One of those went to Shionogi Inc., the New Jersey–based arm of a Japanese pharmaceutical company. In September 2012, the FDA notified the company that it would be required to conduct two clinical trials to identify an unexpected serious risk of heart problems associated with its pain medication Rybix ODT, a drug that was approved in 2005. The company told the FDA they did not intend to comply because the costs of the study “were not commercially justified based on the sales potential for Rybix.” Shionogi proposed that the FDA allow the company to sell down its remaining stock of the drug before pulling it off the market. In a warning letter sent last spring, the agency advised Shionogi that it was in violation of the FDAAA.

A month and a half after the FDA sent the letter, the company discontinued Rybix. Shionogi did not comment on its reasons for doing so when contacted by Nature Medicine.

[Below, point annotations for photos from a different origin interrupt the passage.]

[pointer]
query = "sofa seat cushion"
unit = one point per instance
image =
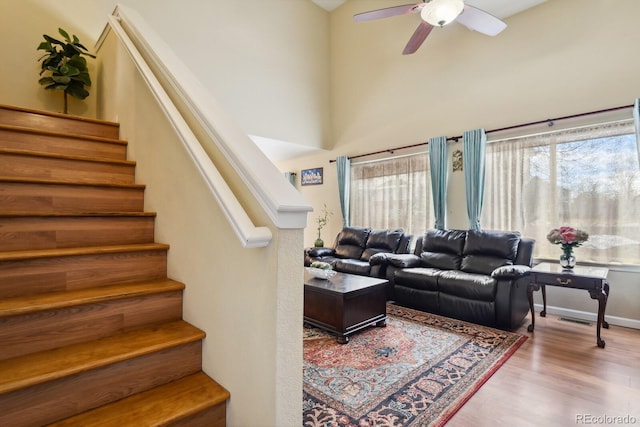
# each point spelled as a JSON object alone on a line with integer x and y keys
{"x": 352, "y": 266}
{"x": 483, "y": 264}
{"x": 484, "y": 251}
{"x": 351, "y": 242}
{"x": 442, "y": 261}
{"x": 467, "y": 285}
{"x": 382, "y": 241}
{"x": 418, "y": 278}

Kesselheim suggests that drugmakers might have more incentive to complete their post-approval studies if a drug’s or device’s approval automatically expired after a certain number of years unless the required post-approval studies had been completed. “But that would require a legislative amendment,” he says.

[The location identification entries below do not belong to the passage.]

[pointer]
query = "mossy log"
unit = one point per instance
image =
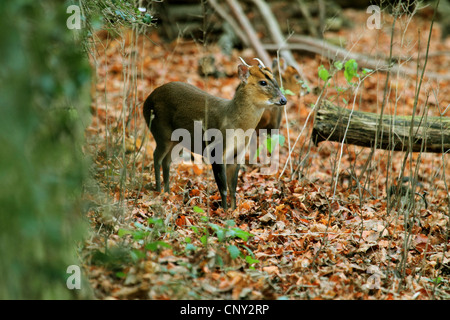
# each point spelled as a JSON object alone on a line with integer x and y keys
{"x": 333, "y": 123}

Even when manufacturers do complete their post-approval requirements, the data can be hard to come by. Two years ago, Alexander tried to gain access to the results of a post-marketing study by filing a US Freedom of Information Act request. The FDA told him his request could take several years to process and that the agency might not be able to fulfill it because the documents could contain proprietary information regarding the manufacturer’s risk mitigation efforts. The request for information remains unfulfilled, and without access to that kind of data, Alexander says, it’s impossible to assess whether the FDA’s risk mitigation strategies are helping to make drugs safer. “The jury is out not because the data isn’t there,” he says, “but because the data isn’t available for review and evaluation.”

Cassandra Willyard

1. Reynolds, I.S. et al. J. Am. Med. Assoc. Intern. Med. doi:10.1001/jamainternmed.2014.4194 (29 September 2014).

2. Fain, K., Daubresse, M. & Alexander, G.C. J. Am. Med. Assoc. 310, 202–204 (2013).

3. Downing, N.S. et al. J. Am. Med. Assoc. 311, 368–377 (2014).